Comments Page - Your Disk Just Lied to You – and Your Checksums Said Everything Was Fine

« Back Your Disk Just Lied to You – and Your Checksums Said Everything Was Finemedium.comSubmitted by tanelpoder 20 hours ago

rootsudo 19 hours ago
The text feels AI generated and is unreadable to me.
_wire_ 19 hours ago
Article encourages a fix to a problem with "lost disk writes" with no investigation nor explanation as to why writes are lost.
- defrost 19 hours ago
  Generally these are writes that are lost after the kernel confirms data accepted by application write(). The causes can be hardware glitching, the difficulty lies with alerting the application that has already moved on assuming all is good.
  This in the realm of Dan Luu's fsyncgate: https://danluu.com/fsyncgate/ (discussed here: https://news.ycombinator.com/item?id=19126824 ) and "Crash Consistency" https://danluu.com/file-consistency/
  The article is about "circling back" and re-checking data blocks against checksums seperately stored rather than relying on hardware checksums and data blocks that match but are "old" (not updated when expected).

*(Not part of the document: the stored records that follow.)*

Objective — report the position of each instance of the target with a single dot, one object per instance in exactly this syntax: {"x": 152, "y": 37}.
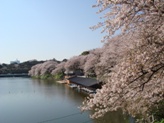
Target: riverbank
{"x": 15, "y": 75}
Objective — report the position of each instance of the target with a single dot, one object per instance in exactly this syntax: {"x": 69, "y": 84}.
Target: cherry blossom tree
{"x": 60, "y": 68}
{"x": 136, "y": 83}
{"x": 75, "y": 63}
{"x": 93, "y": 58}
{"x": 129, "y": 15}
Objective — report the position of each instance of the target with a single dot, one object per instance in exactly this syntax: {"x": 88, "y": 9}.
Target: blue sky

  The "why" of how such things happen is long and turgid exposition into sometimes shit happens .. and that's a book or three by itself.
- tanelpoder 17 hours ago
  The issue in the enterprise (SAN) storage space is that there are so many layers where things can go wrong. Lost writes due to the OS kernel (like the fsyncgate), in-kernel storage interaction drivers, the storage array software itself, then disk firmware etc. Theoretically you could read back the just-written block and check if it’s what you wrote, but maybe it’s returned from some cache, before the bug happened.

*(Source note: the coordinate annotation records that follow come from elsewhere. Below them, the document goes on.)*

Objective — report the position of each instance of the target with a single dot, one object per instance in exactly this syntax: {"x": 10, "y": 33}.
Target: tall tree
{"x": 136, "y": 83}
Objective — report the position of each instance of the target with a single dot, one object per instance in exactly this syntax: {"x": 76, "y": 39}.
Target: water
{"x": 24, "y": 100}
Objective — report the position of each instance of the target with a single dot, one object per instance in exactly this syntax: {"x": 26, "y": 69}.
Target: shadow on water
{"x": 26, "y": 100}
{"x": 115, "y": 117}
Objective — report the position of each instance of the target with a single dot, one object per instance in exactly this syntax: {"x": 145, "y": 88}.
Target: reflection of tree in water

  Another scenario (OS, driver bugs) is that a correct block is written to a wrong location. Yes the write is persisted, but overwriting a wrong location. So now you have two incorrect blocks.
- wmf 18 hours ago
  I think only disk manufacturers can answer that but they're not willing to. Lost or "high-flying" writes have been documented for 20 years or so; we don't need to know why they occur to admit that they are real.